Although judicial precedent is traditionally not recognized as primary source of law in Lithuania, in practice jurisprudence of the European Court of Human Rights and the Court of Justice of the European Communities are acknowledged by the national courts as a constituent part of the provisions of the European Convention on Human Rights and EU law respectively. Thus decisions of the European Court of Human Rights or the Court of Justice of the European Communities are quite often cited in the decisions of the national courts of Lithuania, when such decisions are based on the provisions of the European Convention on Human Rights or EU law.

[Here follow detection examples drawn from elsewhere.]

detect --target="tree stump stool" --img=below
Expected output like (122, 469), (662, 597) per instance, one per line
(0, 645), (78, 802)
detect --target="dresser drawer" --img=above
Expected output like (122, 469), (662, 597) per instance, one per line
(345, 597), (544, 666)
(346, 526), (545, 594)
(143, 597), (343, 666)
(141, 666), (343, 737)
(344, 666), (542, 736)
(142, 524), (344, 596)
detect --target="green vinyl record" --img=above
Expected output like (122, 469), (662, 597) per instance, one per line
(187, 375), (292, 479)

From the date of accession of Lithuania to the European Union, Article 33 of the Law on Courts was amended and now contains the provision that when hearing cases courts shall apply the norms of European Union law and shall apply the judgements of the judicial institutions of the European Union as well as the preliminary rulings pertaining to the interpretation and validity of legal acts of the European Union.

It should be also noted that jurisprudence of the European Court of Human Rights and the Court of Justice of the European Communities is sometimes used by Lithuanian courts as a source of interpretation of national laws, adopted in compliance with the EU law or containing similar guarantees for human rights as the European Convention.

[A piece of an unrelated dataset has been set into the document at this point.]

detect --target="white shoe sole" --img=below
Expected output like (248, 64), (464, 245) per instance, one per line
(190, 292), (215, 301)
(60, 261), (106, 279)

d)      international treaties.

As it was already mentioned, ratified international treaties in Lithuania enjoy the rank of law, while the principle of the precedence of international law ensures that in case of contradiction between the national law and international treaty the latter prevails.

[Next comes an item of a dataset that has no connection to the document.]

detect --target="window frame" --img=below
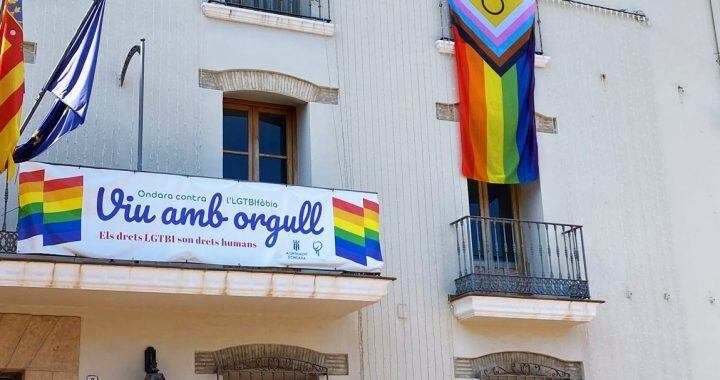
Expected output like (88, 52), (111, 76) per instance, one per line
(222, 98), (297, 185)
(468, 179), (521, 219)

Several years ago it was a dispute in Lithuania regarding the status of international treaties for which ratification procedure is not provided for in the Constitution of the Republic of Lithuania or the treaty itself. According to the Law on Treaties of the Republic of Lithuania, such treaties are approved by the resolution of the Government of the Republic of Lithuania. Accordingly, it was argued that the legal status of such treaties is the same as of resolutions of Government, which means that laws passed by Seimas prevail in case of contradiction. However, national courts of Lithuania even in this case tend to apply the principle of the precedence of international law. For example, the Supreme Court of Lithuania has explained that “according to the Point 5 of the Article 42 of the Geneva Convention on the Contract for the International Carriage of Goods by Road (CMR) this convention can be ratified or accessed. Accession means agreement of the states – parties to the Convention to apply it. Therefore refusal by Lithuanian courts to apply provisions of the CMR convention on that score that CMR convention is not ratified by Lithuania, would contradict the principles of international law, in particular the provisions of Vienna Convention on the Law of Treaties (1969), Article 27 of which provides for that a party may not invoke the provisions of its internal law as justification for its failure to perform a treaty”[11].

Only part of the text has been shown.